Read the full Fender CD-60S All-Mahogany review
As one of the ‘big two’ in acoustic guitars - along with Martin - there is a level of quality and excellence that can be reasonably expected from Taylor. This is, after all, a brand which produces guitars that cost as much as a family car. Yet with the Taylor GS Mini, they’ve produced a guitar which packs in all that high-end know how and experience for a price that sits a shade under $500.
The GS Mini is small enough for anyone to feel comfortable with, yet produces the kind of tone that will make your knees go weak. Build quality and overall playability is superb, making this the perfect guitar for anyone, no matter where they are in their playing career.
Read the Taylor GS Mini review
This affordable model from guitar giant Yamaha is a typically classy, clean acoustic build with a matt finish that gives a lived-in working guitar appearance. There's little ornamentation, the fingerboard dots are small and lack contrast but the white side dots are clear and bright – great for beginners.
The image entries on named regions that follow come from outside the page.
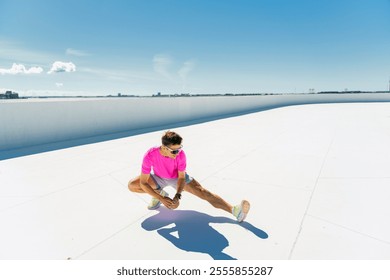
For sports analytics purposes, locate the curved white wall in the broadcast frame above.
[0,93,390,150]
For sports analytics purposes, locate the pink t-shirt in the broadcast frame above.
[142,147,187,179]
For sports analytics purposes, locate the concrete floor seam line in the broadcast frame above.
[203,149,256,180]
[73,213,150,260]
[307,214,390,245]
[0,175,107,213]
[288,132,336,260]
[219,178,310,191]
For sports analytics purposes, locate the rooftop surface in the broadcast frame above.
[0,103,390,260]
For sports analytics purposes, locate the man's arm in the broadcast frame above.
[173,171,186,209]
[140,173,162,199]
[140,173,172,208]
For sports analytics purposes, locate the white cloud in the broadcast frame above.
[153,54,173,80]
[0,63,43,75]
[47,61,76,74]
[65,48,90,56]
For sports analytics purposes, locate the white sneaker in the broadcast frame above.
[148,190,169,210]
[232,200,251,223]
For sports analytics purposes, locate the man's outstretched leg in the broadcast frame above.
[184,179,250,222]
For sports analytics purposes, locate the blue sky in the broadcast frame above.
[0,0,390,95]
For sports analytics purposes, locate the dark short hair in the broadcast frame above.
[161,130,183,146]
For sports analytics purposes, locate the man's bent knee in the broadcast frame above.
[127,180,140,192]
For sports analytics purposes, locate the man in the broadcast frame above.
[128,131,250,222]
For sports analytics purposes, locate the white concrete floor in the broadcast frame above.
[0,103,390,260]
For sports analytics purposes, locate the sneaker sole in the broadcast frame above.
[239,200,251,223]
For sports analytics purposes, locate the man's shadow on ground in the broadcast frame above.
[141,207,268,260]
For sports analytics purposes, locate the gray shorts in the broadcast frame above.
[150,173,193,189]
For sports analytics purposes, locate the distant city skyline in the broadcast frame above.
[0,0,390,96]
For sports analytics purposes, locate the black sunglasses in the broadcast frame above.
[164,145,183,155]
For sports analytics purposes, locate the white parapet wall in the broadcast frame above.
[0,93,390,151]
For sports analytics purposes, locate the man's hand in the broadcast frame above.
[160,197,176,209]
[171,196,180,209]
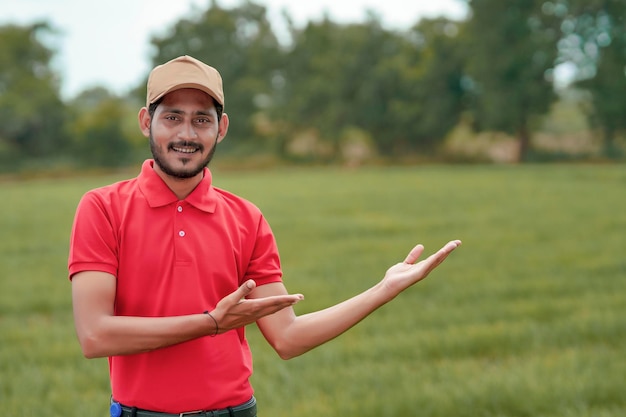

The three-piece neck, with a roomy full C profile, immediately engages. The tuners are quite generic but more than up to the job, while the nut and compensated saddle are well cut with a sensible, get-on-with-the-job string height. Dreadnoughts, of course, come in many different tonal shades but we should expect plenty of roomy lows, a strong thump in the lower mids, crisp highs: a big projecting sound. Well, the FG800M ticks those boxes and some.
Read the full Yamaha FG800M review
The G9511 is a parlour guitar, which means it possesses a much smaller body than, say, a dreadnought – good news for kids and smaller-bodied players! Tone-wise, this acoustic guitar is wonderful; airy, bright and sparkling, without any of the harshness you might expect from a spruce and laminate combination.
Make no mistake, this is a relatively trebly guitar and the low E string in particular is positively quiet, but that’s no bad thing. It would be easy to act snobbish about the laminate back and sides, but don’t be. Instead, try this guitar for yourself and you’ll find it better than many more expensive rivals, even some of those with all-solid woods.